A game changer has been the introduction of containers for packaging bioinformatics software.
Now, we can provide people with the necessary software in an executable file if needs be, so they can just click on it and everything works hunkydory. The usefulness of containers is so widely recognised by the community that ELIXIR - a Europe-wide bioinformatics network - recently had a course called “Reproducibility and docker”.
But between all of the possible containers, docker is getting a lot of attention because it is quite simple and easy to use.
Why is this important to us in a bioinformatics institute?
Let’s get into some Greek Mythology for a second.
Take the story of Athena, the Greek Goddess of war and, among other things, weavers, and Arachne, the weaver. Arachne was such a good weaver that she bragged that she could have beaten Athena in a competition.
This really annoyed Athena - in line with the Envy of the Gods - the premise being that the human condition did not permit someone to be too good or lucky in anything, which ended up with Athena turning poor Arachne into a spider (which is, obviously, why spiders nowadays make cobwebs).
To put this into a modern perspective, let’s consider someone who is doing a PhD nowadays - and there’s a quite famous graph that represents this nicely thanks to Matt Might’s “The Illustrated Guide to a PhD”.
The white circle represents all of human knowledge, while the coloured sections show the various levels of knowledge obtained through education. So at first, you start learning a bit of everything, but then you get to a certain point - your bachelors, masters, PhD - and you then kind-of race off right to the edge of human knowledge, and maybe push it even a bit further.
The problem here is that, since you can’t really know everything, if you’re already there as an expert neuroscientist or evolutionary biologist, you can’t be expected to also be an expert computer developer or system administrator.
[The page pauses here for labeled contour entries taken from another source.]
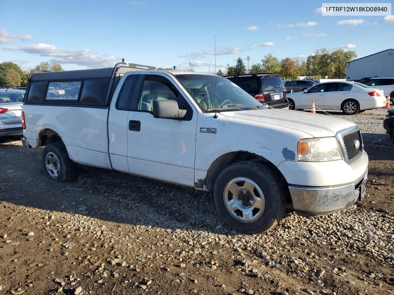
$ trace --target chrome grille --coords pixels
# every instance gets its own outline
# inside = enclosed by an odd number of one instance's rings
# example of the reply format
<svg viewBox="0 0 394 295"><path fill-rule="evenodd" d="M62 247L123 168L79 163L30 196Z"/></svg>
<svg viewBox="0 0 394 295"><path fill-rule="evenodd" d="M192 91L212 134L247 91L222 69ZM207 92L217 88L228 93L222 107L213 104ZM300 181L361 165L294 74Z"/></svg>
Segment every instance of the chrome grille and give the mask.
<svg viewBox="0 0 394 295"><path fill-rule="evenodd" d="M344 135L342 138L345 148L348 155L348 159L349 162L355 160L361 155L362 151L362 141L361 139L361 134L359 131ZM355 146L355 142L358 140L360 142L360 147L356 148Z"/></svg>

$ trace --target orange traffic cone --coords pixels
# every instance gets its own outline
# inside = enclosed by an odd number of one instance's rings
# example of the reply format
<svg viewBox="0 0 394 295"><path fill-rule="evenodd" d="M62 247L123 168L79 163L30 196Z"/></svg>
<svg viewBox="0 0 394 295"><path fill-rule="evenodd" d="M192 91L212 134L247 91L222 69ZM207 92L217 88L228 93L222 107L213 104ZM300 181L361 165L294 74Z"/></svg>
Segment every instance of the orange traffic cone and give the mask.
<svg viewBox="0 0 394 295"><path fill-rule="evenodd" d="M386 106L385 107L386 109L390 108L390 95L387 96L387 99L386 100Z"/></svg>
<svg viewBox="0 0 394 295"><path fill-rule="evenodd" d="M312 114L316 113L316 109L315 109L315 101L312 101Z"/></svg>

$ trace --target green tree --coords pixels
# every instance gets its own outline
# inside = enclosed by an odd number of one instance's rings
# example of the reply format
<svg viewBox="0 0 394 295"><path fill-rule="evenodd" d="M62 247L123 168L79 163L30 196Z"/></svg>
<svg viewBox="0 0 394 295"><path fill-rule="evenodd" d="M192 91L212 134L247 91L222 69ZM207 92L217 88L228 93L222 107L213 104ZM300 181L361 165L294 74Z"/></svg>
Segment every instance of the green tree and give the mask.
<svg viewBox="0 0 394 295"><path fill-rule="evenodd" d="M252 65L250 67L250 70L249 70L249 74L259 74L262 72L263 72L262 66L260 63Z"/></svg>
<svg viewBox="0 0 394 295"><path fill-rule="evenodd" d="M19 87L20 85L22 80L20 79L20 75L17 72L13 69L7 68L5 72L5 87L12 88L13 87Z"/></svg>
<svg viewBox="0 0 394 295"><path fill-rule="evenodd" d="M337 79L346 78L346 63L357 57L356 52L344 49L337 49L331 53L333 60L333 77Z"/></svg>
<svg viewBox="0 0 394 295"><path fill-rule="evenodd" d="M227 68L227 71L226 72L226 76L231 76L233 75L236 75L235 71L235 67L234 66L230 66Z"/></svg>
<svg viewBox="0 0 394 295"><path fill-rule="evenodd" d="M282 75L286 78L296 77L296 63L290 57L286 57L281 61Z"/></svg>
<svg viewBox="0 0 394 295"><path fill-rule="evenodd" d="M16 63L11 61L5 61L0 63L0 87L6 87L6 70L13 70L20 75L22 74L22 70ZM19 85L18 85L19 86ZM14 86L14 87L16 87Z"/></svg>
<svg viewBox="0 0 394 295"><path fill-rule="evenodd" d="M296 76L306 76L307 62L297 59L294 61L294 63L296 65Z"/></svg>
<svg viewBox="0 0 394 295"><path fill-rule="evenodd" d="M38 65L35 66L35 68L45 71L52 71L52 72L64 70L61 67L61 66L58 63L49 63L48 61L41 61L38 64Z"/></svg>
<svg viewBox="0 0 394 295"><path fill-rule="evenodd" d="M30 72L29 71L23 71L22 72L22 74L20 75L20 79L22 81L20 83L21 87L27 86L28 80L29 79L29 76L30 76Z"/></svg>
<svg viewBox="0 0 394 295"><path fill-rule="evenodd" d="M235 65L235 74L242 75L244 74L246 74L246 66L243 63L242 59L241 57L238 57Z"/></svg>
<svg viewBox="0 0 394 295"><path fill-rule="evenodd" d="M264 56L264 58L261 60L261 65L262 70L264 73L281 74L281 62L277 57L271 53Z"/></svg>

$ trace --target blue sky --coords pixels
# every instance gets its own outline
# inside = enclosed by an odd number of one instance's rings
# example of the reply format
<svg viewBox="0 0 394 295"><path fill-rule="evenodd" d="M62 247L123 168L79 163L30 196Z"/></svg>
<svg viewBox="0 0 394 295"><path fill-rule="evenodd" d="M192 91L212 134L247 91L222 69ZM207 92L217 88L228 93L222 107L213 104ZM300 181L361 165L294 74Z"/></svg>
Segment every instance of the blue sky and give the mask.
<svg viewBox="0 0 394 295"><path fill-rule="evenodd" d="M0 0L0 61L72 70L113 66L124 57L158 67L191 62L201 72L209 65L212 73L215 35L217 70L238 57L250 56L251 65L268 53L302 59L342 47L359 57L392 48L394 17L323 17L321 6L305 0Z"/></svg>

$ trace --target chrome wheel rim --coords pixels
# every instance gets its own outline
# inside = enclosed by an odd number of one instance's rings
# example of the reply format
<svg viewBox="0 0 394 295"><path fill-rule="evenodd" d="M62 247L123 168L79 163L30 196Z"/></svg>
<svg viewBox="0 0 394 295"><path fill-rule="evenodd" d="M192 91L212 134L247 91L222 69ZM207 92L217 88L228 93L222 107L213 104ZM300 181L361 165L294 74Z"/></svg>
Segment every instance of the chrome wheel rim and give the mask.
<svg viewBox="0 0 394 295"><path fill-rule="evenodd" d="M51 151L45 156L45 167L46 171L52 178L56 179L60 175L60 164L59 159Z"/></svg>
<svg viewBox="0 0 394 295"><path fill-rule="evenodd" d="M292 103L291 101L290 101L289 100L289 102L288 102L288 104L289 105L289 110L292 110L293 109L293 103Z"/></svg>
<svg viewBox="0 0 394 295"><path fill-rule="evenodd" d="M353 101L348 101L344 105L344 109L346 114L353 114L356 111L357 109L357 106Z"/></svg>
<svg viewBox="0 0 394 295"><path fill-rule="evenodd" d="M236 177L225 187L223 201L232 217L242 222L253 222L264 212L265 199L261 189L249 178Z"/></svg>

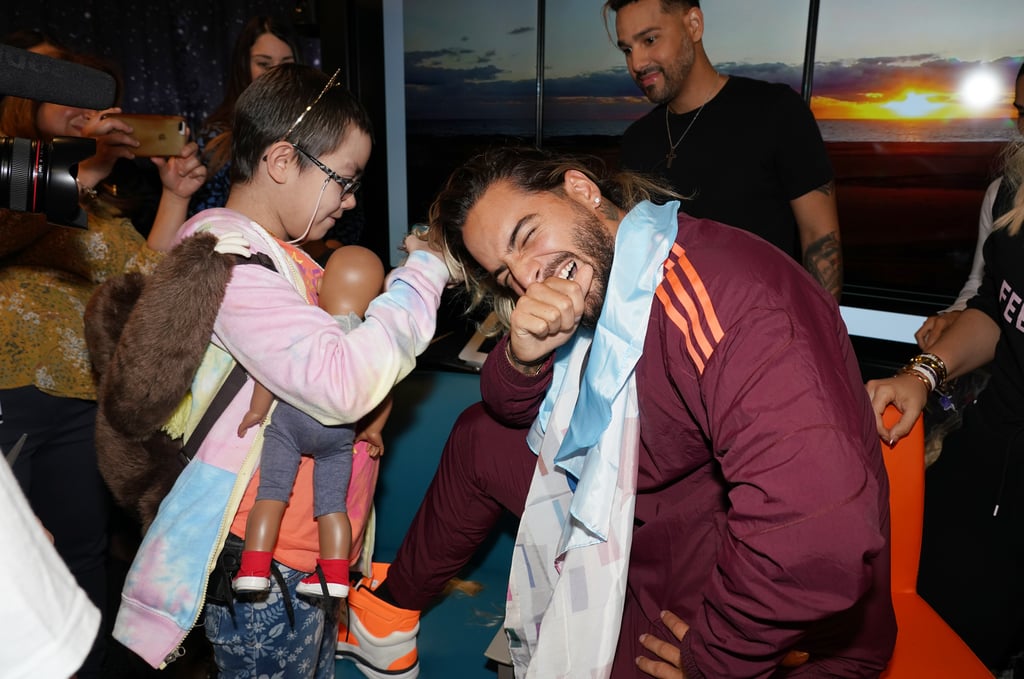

It’s not reasonable, nowadays, to expect this.
That’s why it’s great that there are projects such as biocontainers that do the job for the scientist, these biocontainers have thousands of pieces of software ready for scientists to use.
Then there are projects, such as CyVerse UK, that use containers as part of a stack that improve reproducibility of research - making software available and usable to scientists across the world.
Alice points out that she knows it’s so easy to use because first of all, she did it herself just a few years ago, and then because last year she travelled with her group to Kenya as part of a course on bioinformatics where she led some training for a week.
All of the attendees were biologists, biotechnologists and agronomists with mostly little to no background in tech. The course was intended to explain incredibly basic system administration, such as virtual machines, ssh keys and so forth.
After two days came training in docker, and the hardest concept to grasp for the group was the difference between an image and a container. After this initial explanation, everything was fine and the trainees were able to make their own images, to use and share them, and we were left after one week with a quote from one of the guys who said:
He really appreciated the potential that docker would bring to his own research group.
Thanks to platforms such as docker, which allow us to distribute bioinformatics packages in an easy, usable manner to people who aren’t necessarily experts in computer programming and software development, we are increasingly able to help biologists and bioinformaticians perform modern, data-driven science with the reproducibility that we all desire.